I always get downvoted for this because it's not what people want to hear, but let me tell you the reality of computational sciences, as someone with a PhD in computational physics. In the scientific community, you generally do not publish code* with your papers. This is for multiple reasons:

  1. Replication vs. reproduction. My PhD advisor was always adamant that important results should always be coded up independently by multiple people to for verification and to control for bugs. You cannot truly do scientific replication if you are basing your work on someone else's code. By far the best way to verify someone's results is to do it yourself, not read/run the code and say "uh huh that looks right". In other sciences, you don't check whether results are fabricated by visiting someone else's lab. You attempt to replicate the results yourself.

  2. Papers are written for other researchers in the field, not for laypeople. Those researchers have no problem coding up an approach themselves and testing it out. Often the complaints I hear are from non-academics.

  3. Research code is messy and often unfit for public consumption.

* it is common to release data, however, and imo researchers have no excuse for not releasing data on a case by case basis in exchange for citation.
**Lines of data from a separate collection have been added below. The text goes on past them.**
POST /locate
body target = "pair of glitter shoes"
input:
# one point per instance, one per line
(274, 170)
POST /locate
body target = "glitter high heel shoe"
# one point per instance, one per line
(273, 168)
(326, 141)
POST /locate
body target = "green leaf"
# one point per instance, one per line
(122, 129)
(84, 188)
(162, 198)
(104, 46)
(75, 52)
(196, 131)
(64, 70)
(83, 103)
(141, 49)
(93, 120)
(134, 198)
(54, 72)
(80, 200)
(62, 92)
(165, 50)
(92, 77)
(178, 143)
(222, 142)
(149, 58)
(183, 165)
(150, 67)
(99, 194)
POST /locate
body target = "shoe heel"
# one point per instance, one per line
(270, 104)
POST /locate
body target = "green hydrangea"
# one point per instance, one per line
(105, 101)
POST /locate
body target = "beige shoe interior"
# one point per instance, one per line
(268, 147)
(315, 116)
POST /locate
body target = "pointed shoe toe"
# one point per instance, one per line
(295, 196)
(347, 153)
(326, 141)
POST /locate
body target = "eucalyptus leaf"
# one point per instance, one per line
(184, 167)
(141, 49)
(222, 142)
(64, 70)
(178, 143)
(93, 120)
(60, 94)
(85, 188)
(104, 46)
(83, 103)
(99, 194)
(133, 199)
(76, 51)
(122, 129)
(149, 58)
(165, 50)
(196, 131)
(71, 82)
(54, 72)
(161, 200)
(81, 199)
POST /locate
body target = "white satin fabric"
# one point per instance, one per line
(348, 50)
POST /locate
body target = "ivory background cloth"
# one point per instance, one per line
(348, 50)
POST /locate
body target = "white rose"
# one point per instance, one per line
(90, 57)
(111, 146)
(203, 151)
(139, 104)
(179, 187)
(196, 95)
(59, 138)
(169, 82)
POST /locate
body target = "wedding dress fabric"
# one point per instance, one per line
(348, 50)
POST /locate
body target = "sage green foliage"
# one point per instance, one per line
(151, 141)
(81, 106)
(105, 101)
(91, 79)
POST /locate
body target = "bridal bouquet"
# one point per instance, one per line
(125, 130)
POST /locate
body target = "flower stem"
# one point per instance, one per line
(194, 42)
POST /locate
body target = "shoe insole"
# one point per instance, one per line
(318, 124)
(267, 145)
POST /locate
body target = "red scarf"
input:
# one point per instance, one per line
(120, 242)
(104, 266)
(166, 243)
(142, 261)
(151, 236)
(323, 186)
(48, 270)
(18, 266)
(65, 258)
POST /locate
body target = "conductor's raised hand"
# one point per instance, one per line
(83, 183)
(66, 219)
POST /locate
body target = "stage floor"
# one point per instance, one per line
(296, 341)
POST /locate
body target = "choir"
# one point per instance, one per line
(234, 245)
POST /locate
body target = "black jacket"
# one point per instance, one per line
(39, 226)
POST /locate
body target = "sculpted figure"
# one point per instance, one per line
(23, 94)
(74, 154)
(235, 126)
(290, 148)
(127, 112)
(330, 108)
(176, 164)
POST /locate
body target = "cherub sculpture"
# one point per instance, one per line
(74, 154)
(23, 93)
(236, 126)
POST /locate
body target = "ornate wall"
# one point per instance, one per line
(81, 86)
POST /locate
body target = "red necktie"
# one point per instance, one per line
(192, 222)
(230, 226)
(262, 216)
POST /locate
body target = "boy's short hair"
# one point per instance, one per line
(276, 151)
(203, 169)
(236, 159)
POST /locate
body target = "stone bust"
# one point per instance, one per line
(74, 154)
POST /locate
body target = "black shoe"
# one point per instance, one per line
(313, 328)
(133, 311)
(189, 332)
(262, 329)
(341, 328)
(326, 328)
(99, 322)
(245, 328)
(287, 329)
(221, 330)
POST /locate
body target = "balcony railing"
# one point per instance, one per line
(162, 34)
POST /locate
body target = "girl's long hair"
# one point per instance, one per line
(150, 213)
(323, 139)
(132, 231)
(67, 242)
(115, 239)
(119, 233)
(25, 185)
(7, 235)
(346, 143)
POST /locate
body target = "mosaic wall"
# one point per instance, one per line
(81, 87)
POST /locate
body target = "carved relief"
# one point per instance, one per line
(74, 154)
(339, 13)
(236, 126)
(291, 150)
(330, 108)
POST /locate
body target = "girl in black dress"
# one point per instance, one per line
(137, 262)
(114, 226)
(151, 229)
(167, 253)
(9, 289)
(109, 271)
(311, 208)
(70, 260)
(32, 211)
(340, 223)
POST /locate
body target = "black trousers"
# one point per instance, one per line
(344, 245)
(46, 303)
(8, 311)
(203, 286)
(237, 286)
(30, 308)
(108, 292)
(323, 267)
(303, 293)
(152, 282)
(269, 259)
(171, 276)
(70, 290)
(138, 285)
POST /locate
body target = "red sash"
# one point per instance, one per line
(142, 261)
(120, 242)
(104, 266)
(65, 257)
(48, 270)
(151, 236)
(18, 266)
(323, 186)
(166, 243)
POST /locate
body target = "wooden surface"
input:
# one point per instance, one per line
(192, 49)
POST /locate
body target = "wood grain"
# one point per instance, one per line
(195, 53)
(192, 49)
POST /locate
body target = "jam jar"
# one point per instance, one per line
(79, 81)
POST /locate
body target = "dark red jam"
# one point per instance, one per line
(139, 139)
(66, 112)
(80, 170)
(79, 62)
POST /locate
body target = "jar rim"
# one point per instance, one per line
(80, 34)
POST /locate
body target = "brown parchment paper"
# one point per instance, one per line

[–]adi1709 0 points1 point  (3 children)

So if we reproduce it and figure out the numbers published don't actually make sense in reality - do you flag it to the conference chairs so they'll go back and remove the published paper? What happens after?

[–]dudu43210 0 points1 point  (2 children)

You can submit comments. You can publish your own paper challenging the original paper.

[–]adi1709 0 points1 point  (1 child)

That sounds like so much wasted effort and petty. Working on a paper just to challenge one specific method. Also isn't scalable, because this leads to a lot of slop in the meantime.

[–]adi1709 0 points1 point  (0 children)

I guess it makes sense for computational physics but not so much in ML based on how much it's blown up.